Secondly, and this is if we want to do the hash-renaming of assets: the asset filenames cease to be predictable: I imagine that referring to assets from templates would then happen via a function call. For example: {{ asset("content/test.jpg") }} that resolves to /assets/test-3d7995745c319258643d2511b5d53fd644bc214b339db364ee2bfebd971ad4c1.jpg (In the markdown part this could be automatic.) Unlike resize_image, it is a general mechanism, so one could use it for any kind of asset. I imagine that it would be the “final step” of the asset processing, that besides hashing, would mark a file in temp as one that will get published and copied directly to public.

Third, because calling asset would be required (I’m imagining this in the case the user has opted in in this “asset pipeline” feature) for publishing the asset as a file, that means that not all assets in temp are published. Indeed, if all helper functions that do asset processing accept a path relative to the project root and place the end result in temp, outputting the path, e.g. temp/asset-af1d7ccd937811502e3b63f2daa6a5e7694feb1d4152237156717e769fc33aba.txt, the helpers become trivially composable and provided that they also use the hash-enabled filenames, cacheable.

Finally, I think that asset colocation is hard to access from templates at the moment; it would be helpful, if instead of an array of colocated assets, the pages could have a HashMap<Filename, Filepath>. Then, it would be easier to refer just to the filename in markdown while calling shortcodes, and still be able to easily get the full path of the original source asset in order to process or publish it.

So, what do you think about the overall picture of this design?

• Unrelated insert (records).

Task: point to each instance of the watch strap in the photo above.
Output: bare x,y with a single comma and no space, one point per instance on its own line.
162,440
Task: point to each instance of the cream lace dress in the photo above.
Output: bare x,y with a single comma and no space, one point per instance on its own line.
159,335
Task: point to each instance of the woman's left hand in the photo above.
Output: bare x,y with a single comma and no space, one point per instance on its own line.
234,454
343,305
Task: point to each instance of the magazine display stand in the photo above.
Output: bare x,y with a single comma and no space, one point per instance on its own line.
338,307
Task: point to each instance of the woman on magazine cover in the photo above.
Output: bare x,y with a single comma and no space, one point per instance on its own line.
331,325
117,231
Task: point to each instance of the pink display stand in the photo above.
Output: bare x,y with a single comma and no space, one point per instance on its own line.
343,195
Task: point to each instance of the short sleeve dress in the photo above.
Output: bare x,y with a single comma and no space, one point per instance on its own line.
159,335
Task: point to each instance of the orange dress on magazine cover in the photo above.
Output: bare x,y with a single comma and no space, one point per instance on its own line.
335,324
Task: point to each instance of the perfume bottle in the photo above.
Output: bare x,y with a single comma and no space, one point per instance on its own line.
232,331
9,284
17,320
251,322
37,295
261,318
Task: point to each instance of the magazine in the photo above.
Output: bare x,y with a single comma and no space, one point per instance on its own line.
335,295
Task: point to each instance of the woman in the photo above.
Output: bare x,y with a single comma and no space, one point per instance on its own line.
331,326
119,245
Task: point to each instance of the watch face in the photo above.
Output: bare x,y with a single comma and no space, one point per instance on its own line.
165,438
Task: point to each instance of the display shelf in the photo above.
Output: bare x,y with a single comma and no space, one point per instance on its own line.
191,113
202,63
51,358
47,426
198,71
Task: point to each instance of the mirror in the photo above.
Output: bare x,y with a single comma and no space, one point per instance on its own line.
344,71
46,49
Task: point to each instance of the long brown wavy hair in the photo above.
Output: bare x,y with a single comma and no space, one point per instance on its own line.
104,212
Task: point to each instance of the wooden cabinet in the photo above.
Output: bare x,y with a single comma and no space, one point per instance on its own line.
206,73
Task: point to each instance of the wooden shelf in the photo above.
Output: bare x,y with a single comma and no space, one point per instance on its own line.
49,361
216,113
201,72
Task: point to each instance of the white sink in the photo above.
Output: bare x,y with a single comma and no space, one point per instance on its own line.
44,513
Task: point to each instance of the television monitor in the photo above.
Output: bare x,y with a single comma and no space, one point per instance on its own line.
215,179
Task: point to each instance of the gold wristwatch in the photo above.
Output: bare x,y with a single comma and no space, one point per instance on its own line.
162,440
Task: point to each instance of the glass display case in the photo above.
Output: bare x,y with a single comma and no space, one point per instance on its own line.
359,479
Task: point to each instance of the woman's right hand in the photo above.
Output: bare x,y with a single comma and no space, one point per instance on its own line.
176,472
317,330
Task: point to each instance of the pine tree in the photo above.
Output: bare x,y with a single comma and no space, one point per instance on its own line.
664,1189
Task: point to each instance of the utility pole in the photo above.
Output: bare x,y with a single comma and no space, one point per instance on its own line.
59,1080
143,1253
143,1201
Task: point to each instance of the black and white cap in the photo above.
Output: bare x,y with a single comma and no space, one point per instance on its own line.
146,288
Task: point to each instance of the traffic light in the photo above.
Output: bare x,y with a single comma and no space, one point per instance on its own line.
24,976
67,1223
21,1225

Some additional details that I thought about but not entirely sure of:

  1. asset would take in any path in the repo, in the case one wants to publish assets without any processing, so temp wouldn’t be special from the viewpoint of this function.
  2. static would make sense as a directory that get’s published regardless of whether asset was called for its files. However, files published from there would keep their original file names. (Of course because of the point 1. one could also publish a file in static with asset, in which case the filename would contain the hash)
  3. temp could be made to enjoy special treatment in the sense that Zola would trust the hash in its filenames to be correct without checking the contents.
  4. How to reconcile sass with this system? If one would want “full unification” without it getting any special treatment, I would guess that having opted in to the asset pipeline, user would link to the generated css like this {{ asset(sass("sass/styles.scss")) }}. If one wants to keep some special treatment, here’s some alternatives:
    • Provide a variable sass that already contains the result path of the compilation in temp and use it like {{ asset(sass) }}.
    • Provide a variable sass that already contains the result path of the compilation AND the “asset export” in public.
  5. Some other kinds of asset processing I’m thinking of, besides image processing and inlining, is web font optimisation, but it might go pretty far out of scope of what Zola wants to do.

We do already have the url_for function with a cachebust option which can append a ?h<sha256> path to the url. Does that solve the hashing for things coming from static? It also does work to get a link for a given content, not just assets.

The point of having the processed assets in the static folder is that they are committed in the repo and do not need to be reprocessed unless they change, putting them in a tmp folder would be annoying for me.

I’m not sure I like putting more asset processing in templates though. Images are a natural fit there because that’s where you are using it but sass?